I'd suggest reading the USB-Keyboard guide in the Documentation forum if you want more info!

Good luck,

Jeremy.

----------

## mdpye

Hmm. That's the second suggestion of that fix, so I'll go try it (I'm surfing on a doze box til my new gfx card is delivered tomorrow morning...).

Only thing is, I compile quite a lot of kernels and I'm sure I would have inculded support for the usbfs if it was offered. Maybe I'm going blind, only way to find out is go check...

----------

## jezza

Ah the windows box isn't too bad, my Gentoo box (Dell laptop) snuffed it and had to go back to Dell.    :Crying or Very sad:   Is it too geeky that I can't wait to get it back to do:

"emerge rsync"

and see whats new  :Laughing: 

Yeah I'd certainly check that USB filesystem option, unfortunately to get my USB Intellmouse working (the cool LED light sabre one) I have to load around 4 modules, it seems a bit overkill for a mouse??!!  Maybe Torvalds is on crack   :Wink:  .

Let us know how it goes,

Jeremy.

----------

## jouzts

The Keyboard/mouse doc is a little misleading:

https://forums.gentoo.org/viewtopic.php?t=79

When Linux loads it will trash your bios keyboard support, so you must either have a modules.autoloaded driver or build it into the kernel. 

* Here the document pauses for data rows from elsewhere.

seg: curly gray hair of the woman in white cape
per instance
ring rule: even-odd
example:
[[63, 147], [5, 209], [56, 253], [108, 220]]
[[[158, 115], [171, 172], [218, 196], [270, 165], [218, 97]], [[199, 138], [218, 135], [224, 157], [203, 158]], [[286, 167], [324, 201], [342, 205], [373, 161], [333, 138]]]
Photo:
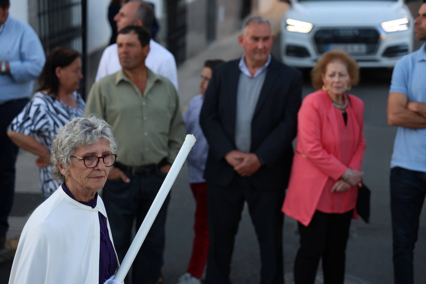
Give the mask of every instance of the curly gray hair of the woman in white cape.
[[69, 120], [63, 128], [58, 130], [51, 148], [50, 162], [53, 179], [60, 182], [65, 180], [58, 164], [69, 168], [71, 155], [74, 155], [76, 148], [96, 144], [102, 138], [109, 142], [111, 152], [115, 153], [117, 143], [112, 136], [111, 126], [105, 120], [94, 115]]

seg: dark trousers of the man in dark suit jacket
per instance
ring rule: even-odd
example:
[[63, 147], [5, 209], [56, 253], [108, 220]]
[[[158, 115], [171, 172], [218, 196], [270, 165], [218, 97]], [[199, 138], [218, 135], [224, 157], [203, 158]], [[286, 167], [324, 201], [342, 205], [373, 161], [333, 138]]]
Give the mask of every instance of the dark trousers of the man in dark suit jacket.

I have been able to get both USB keyboard and USB mouse built into the kernel. I find that I have to use the ide-scsi and usb-storage modules to use a USB cdrom burner;i.e., I can't compile them into the kernel. Perhaps this is related to triggering devfsd to create the appropriate devices? I have not tried altering devfsd.conf to set up the devices in advance. 

Let us know the results of your compiling efforts. Do you have extract-ikconfig and binoffset to read the .config compressed into the kernel (if you set that option)? I found these very helpful in combating my muddleheadedness.

John

----------

## mdpye

You were right, it's the USB fs that was missing, thing was, it seemed to be missing from the menuconfig menus as well. Thus my confusion about forgetting it.

I remerged the gentoo sources and there is was after all. In all the tweaking and swapping of .configs I've done I must have fscked it somehow...

----------